Ciari was looking at Arna with an expression of amused sympathy, and he made bold to lean in close to her.

“What
do
you do with your bad plums?” he whispered.

“We cook them down into plum butter to sell in wintertime,” she whispered back, with a glance at her sister, who was tapping her foot impatiently. “Enough brandy, and a little overripeness is easily forgiven.”

She looked a trifle distracted, as if something were bothering her, and her hazel eyes narrowed slightly, as if she were in pain.

“Are you all right?” he asked.

She smiled at him and touched the side of her head briefly. “It’s nothing.
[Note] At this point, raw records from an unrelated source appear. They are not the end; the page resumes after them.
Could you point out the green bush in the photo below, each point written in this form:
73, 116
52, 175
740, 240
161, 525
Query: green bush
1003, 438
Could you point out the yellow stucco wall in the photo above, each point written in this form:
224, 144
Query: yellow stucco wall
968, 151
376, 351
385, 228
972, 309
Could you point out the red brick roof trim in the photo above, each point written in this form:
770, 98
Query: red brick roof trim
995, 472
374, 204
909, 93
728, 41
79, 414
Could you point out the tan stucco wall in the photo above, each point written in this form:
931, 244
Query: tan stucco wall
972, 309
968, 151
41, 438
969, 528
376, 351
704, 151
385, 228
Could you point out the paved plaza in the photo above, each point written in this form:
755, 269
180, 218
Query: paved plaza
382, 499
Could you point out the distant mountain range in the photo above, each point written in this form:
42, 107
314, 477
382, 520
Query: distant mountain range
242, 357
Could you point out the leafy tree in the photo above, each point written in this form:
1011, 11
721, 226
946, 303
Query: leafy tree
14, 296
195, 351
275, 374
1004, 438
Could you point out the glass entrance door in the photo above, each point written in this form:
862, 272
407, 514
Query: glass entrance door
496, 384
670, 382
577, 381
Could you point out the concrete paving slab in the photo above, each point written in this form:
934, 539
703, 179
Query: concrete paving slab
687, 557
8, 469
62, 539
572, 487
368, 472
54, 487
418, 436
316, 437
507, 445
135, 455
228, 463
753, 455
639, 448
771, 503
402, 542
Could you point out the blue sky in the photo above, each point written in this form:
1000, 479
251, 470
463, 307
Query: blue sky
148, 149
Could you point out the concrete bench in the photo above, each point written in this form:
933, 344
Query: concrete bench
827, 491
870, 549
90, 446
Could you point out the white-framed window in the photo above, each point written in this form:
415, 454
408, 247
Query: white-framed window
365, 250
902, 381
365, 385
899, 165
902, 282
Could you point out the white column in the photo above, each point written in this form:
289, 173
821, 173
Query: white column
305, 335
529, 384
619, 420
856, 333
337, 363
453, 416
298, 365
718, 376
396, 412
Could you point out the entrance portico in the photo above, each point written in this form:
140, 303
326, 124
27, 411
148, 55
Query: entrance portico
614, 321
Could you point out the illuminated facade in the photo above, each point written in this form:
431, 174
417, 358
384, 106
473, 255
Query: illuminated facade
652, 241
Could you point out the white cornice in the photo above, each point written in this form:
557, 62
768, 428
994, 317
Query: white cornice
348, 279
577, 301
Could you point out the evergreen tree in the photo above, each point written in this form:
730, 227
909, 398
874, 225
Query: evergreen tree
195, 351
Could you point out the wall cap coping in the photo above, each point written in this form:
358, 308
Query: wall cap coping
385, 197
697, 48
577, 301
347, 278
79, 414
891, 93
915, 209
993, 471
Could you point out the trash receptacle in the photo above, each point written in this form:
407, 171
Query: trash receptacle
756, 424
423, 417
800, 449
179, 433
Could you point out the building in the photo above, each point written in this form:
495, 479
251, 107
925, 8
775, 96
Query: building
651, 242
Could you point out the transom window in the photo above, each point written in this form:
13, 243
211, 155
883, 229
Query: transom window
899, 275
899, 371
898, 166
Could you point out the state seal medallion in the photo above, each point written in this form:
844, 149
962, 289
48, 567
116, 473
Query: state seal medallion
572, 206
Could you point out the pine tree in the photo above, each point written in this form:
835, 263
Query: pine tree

A slight headache, which is passing.”

“Come,” called Kestrel. “I want to get home and see to your head.”

With a final glare for Vidor and Arna she hastened away.

“I’ll send word to your House, then, when the shipments are ready,” called Vidor after her, but she only stiffened her shoulders.

 

So now he knew for sure.

There was nothing but pale ash in the green bowl now, and the smell of burned hair hung like a miasma in the room. But there was no doubt about it; the green flame, though short-lived, was unmistakable. Kestrel, Vorsha’s youngest, was Sanwar’s daughter.

He drummed his broad-tipped fingers on the side of the desk and contemplated that information, what it meant and, most importantly, what to do with it.

Some use must be made of the fact that the Beguine maiden Nicol so blithely proposed throwing to the enemy was Sanwar’s child.